Fondée en 1912 et reconnue d’utilité publique en 1986, la LPO « agit au quotidien pour la sauvegarde de la biodiversité, à partir de sa vocation de protection des oiseaux ». Elle revendique près de 45 000 membres et représente en France l'ONG BirdLife International, alliance mondiale qui réunit 114 organisations nationales de protection de la nature dans le monde.
Créée en 1970, la fédération des Amis de la Terre « est une association des protections de l’Homme et de l’environnement, à but non lucratif, indépendante de tout pouvoir religieux ou politique ». Son objectif est la promotion d’une société « écologiquement viable et socialement équitable ». L’ONG fait partie intégrante des Amis de la Terre international.

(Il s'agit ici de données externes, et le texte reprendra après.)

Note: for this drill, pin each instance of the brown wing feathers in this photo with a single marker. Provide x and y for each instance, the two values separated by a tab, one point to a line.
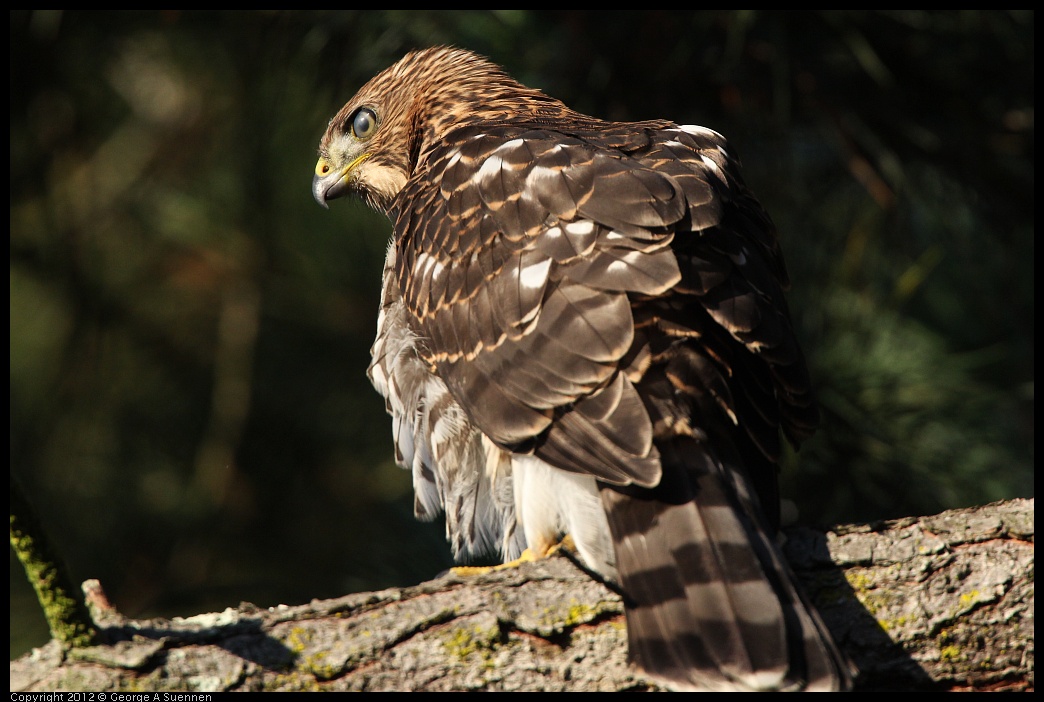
608	297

Représentant français du réseau mondial d’ONG qui lutte contre les changements climatiques, le ‘‘Climate Action Network’’ (CAN), l’association RAC-France regroupe une quinzaine d’associations nationales de défense de l’environnement, d’usagers de transport, d’alternatives énergétiques et de solidarité internationale. Elle est reconnue par la Convention Cadre des Nations Unies sur les Changements Climatiques (UNFCCC en anglais).
Association environnementale loi 1901 créée en 1990 en France (Biarritz). Son objet est « la défense, la sauvegarde, la mise en valeur et la gestion durable de l’océan, du littoral, des vagues et de la population qui en jouit ». Elle s'est dotée, au cours de son existence, de réelles expertises dans les domaines de la recherche, de l'action locale, ainsi que dans la création et la diffusion d'outils pédagogiques. Elle rassemble aujourd'hui un réseau de 1 700 bénévoles, 10 000 adhérents, plus de 45 000 sympathisants autour d'une quarantaine d'antennes locales, actives dans 12 pays d'Europe.
C’est en 1958 que les Fédérations départementales des chasseurs décidèrent de se regrouper au sein d’une union nationale. La Fédération nationale des chasseurs assure la promotion et la défense de la chasse et des chasseurs auprès des instances nationales et européennes. Elle coordonne les Fédérations régionales (au nombre de 22) et départementales (95) et associe à ses actions les associations spécialisées.
Succédant à l’Union Nationale pour la Pêche en France et la Protection du Milieu Aquatique qui avait été créée en 1947, la FNPF a le caractère d’établissement d’utilité publique depuis la loi sur l’eau (LEMA) du 30 décembre 2006. La FNPF coordonne ainsi les actions et assure la représentation nationale des 93 fédérations départementales de pêche et de protection aquatique, et par leur intermédiaire, celles des associations de pêche. Le législateur et les pouvoirs publics ont par ailleurs délégué au secteur associatif de la pêche, sous l’égide de la FNPF, des responsabilités de service public dans le domaine économique, social et environnemental.